Elaine’s smile fell, and she turned toward the group and whispered something. And now all the women were glancing at her the way they might at a rotting corpse—unable to contain their curiosity but disgusted, their eyes darting at her, then quickly away, their faces contorting as if they’d sniffed something putrid. Even as Elizabeth realized that of course Elaine’s raised brow and smile were from surprise and embarrassment, the women walked inward to a huddle, their backs to her, forming a circle so tight it seemed ready to collapse onto itself.

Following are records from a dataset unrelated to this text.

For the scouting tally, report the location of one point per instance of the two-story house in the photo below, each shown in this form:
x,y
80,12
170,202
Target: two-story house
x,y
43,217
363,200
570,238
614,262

Shannon mouthed, “Come on, let’s go.” Elizabeth nodded and stepped away from them, her legs feeling simultaneously hollow and heavy, making it hard to walk. For many years, this group had been the only place where she’d felt a sense of belonging as a mother, a world where she wasn’t politely avoided and pitied as the (whispered, always whispered) “poor mom of that boy with”—pause—“autism, you know, the one who just rocks all day long.” The opposite: in the group, for the first time in her life, she’d felt something akin to power. Not that she hadn’t achieved before—she’d gotten honors in school, bonuses at work—but those were worker-bee types of success, the quiet kinds noticed only by one’s parents. In the autism moms’ world, though, Elizabeth was a rock star, a miracle worker, the leader of the in-crowd, because she was what everyone dreamed of becoming: the mother of a Recovered Child, a child who started out as a nonverbal, nonsocial, nonpresentable mess like the others, but over the years, catapulted into the realm of mainstream classes and therapy graduations. Henry had been the role model, the crystallization of the hope that one day, their own kids could undergo their own metamorphoses.
Being the object of so much envy and esteem had been intoxicating but (not being used to it) also embarrassing, and she’d tried to downplay her role in Henry’s progress. “For all I know,” she told the group, “Henry’s gains weren’t from the treatments, and the timing was coincidental. There’s no control group, so we’ll never really know.” (Not that she actually believed this, but she thought her correlation-doesn’t-equal-causation logic made her seem rational, which made nonbelievers less likely to dismiss her as one of those “antivaccine nutjobs.”)
Even with Elizabeth’s caveats, though, virtually everyone in the group joined the biomed stampede and rushed to get their kids on the same treatments. “Elizabeth’s protocol,” they called it, despite her protests that she’d merely followed others’ recommendations, with only tweaks based on Henry’s lab tests. When many of the other kids improved (although none as quickly or dramatically as Henry), that was when she became the true queen bee, the expert everyone turned to. Every one of the women standing outside the courtroom now had e-mailed her for advice or picked her brain over coffee, asked for help interpreting lab tests, and sent her muffins and gift cards to thank her.
And now here they were, these women who’d once been united in their admiration for her: their backs turned to her, united more tightly than ever in their condemnation of her. And here she was, the onetime near deity, shuffling away, now a pariah. And if the group’s reaction was any indication, mere days away from becoming a death-row inmate.